La cour d’Hérode se réduit, dès son entrée en scène, au Tétrarque et à sa nouvelle femme, mère de Salomé. La princesse est désormais vêtue d’une robe mauve et manifeste une grande hostilité envers ces intrus. À chaque accusation d’Hérodias lancée par Jochanaan depuis les coulisses, elle retrouve cependant une expression joyeuse. Le ténor John Daszak a abordé le rôle d’Hérode au Covent Garden de Londres en 2018, dans la mise en scène de David McVicar; il montre toute l’ambiguïté de ce rôle tourmenté et pervers par des aigus dissonants, gardant toute leur puissance, et une présence imposante. Dans son impeccable costume gris deux pièces, on dirait un homme d’affaires un peu louche, négociant un deal singulier avec sa belle-fille: qu’elle danse pour lui en échange de ce qu’elle voudra. N’est-ce pas l’affirmation d’un désir interdit, qui n’ose dire son nom? Katarina Dalayman impressionne en Hérodias. La cantatrice suédoise était une Brünnhilde incandescente dans «Siegfried» (2008) et «Le crépuscule des dieux»(2009), dans la vision de Stephane Braunschweig au Festival d’Aix-en-Provence; elle dessine cette figure de mère névrosée et obsessionnelle avec un incroyable caractère, habillée d’un tailleur strict. Les échanges avec Salomé sont brefs et conflictuels, son discours se limitant à des mises en garde destinées à Hérode et à des éclats de satisfaction dérisoire, «Meine Tochter hat recht» (Ma fille a raison), ou de vaines tentatives d’apaisement, «Der Mond ist wie der Mond, das ist alles! (la lune est comme la lune, c’est tout!), martelées avec certitude. Ses gestes et les expressions de son visage dénotent cependant une autorité qui bascule. Les deux époux paraissent interchangeables, Hérodias articulant les mots chantés par son mari en un mimétisme malsain : tous deux entourent Salomé de manière étouffante, pour la faire taire et masquer d’inavouables secrets.

«Salomé» de Richard Strauss, mis en scène par Barrie Kosky. Opéra de Rome. Mars 2024.

Crédit photo: Fabrizio Sansoni – Teatro dell’Opera di Roma

Barrie Kosky a imaginé, pour la scène de la danse, le rituel solitaire d’une découverte de féminité et d’affirmation de soi.

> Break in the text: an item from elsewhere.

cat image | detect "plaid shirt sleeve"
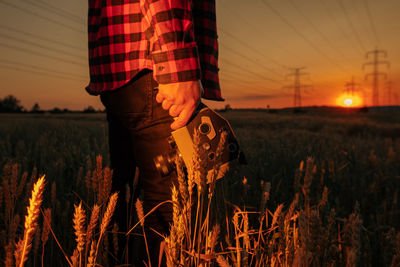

Sur une musique sensuelle, teintée d’orientalisme, Salomé s’assoit à terre et sort d’entre ses jambes une chevelure interminable et vertigineuse, durant toute la scène, rappelant Mélisande dans la scène de la tour, ou le poème de Charles Baudelaire, «Un hémisphère dans une chevelure». Hérode, satisfait, peut alors s’égarer dans ces cheveux tant désirés dont sa belle-fille lui fait le présent, avant qu’il ne réalise la récompense exigée, la tête de Jochanaan, sur un plateau d’argent! En dépit de vaines protestations et d’illusoires promesses, on offre le macabre cadeau à Salomé qui se délecte, dans un poignant face à face, de celui qui s’était ainsi refusé à elle, préférant regarder son Dieu au lieu de la regarder. Lise Lindstrom offre une scène finale d’une intensité à couper le souffle, trouvant, dans un torrent de poignant lyrisme, des accents d’une pénétrante intériorité, sur les notes impalpables de la phrase, «Das Geheimnis der Liebe ist größer als das Geheimnis des Todes.» (Le mystère de l’amour est plus grand que le mystère de la mort). Dans un acte ultime complètement irréel, elle substitue la tête du prophète à la sienne, affirmant ainsi sa différence en une réconciliation avec ce qu’elle est. Les derniers mots, énoncés froidement sur un aigu grinçant, reviennent à Hérode: «Man töte dieses Weib!» ( « que l’on tue cette femme! ») : un glacial dénouement.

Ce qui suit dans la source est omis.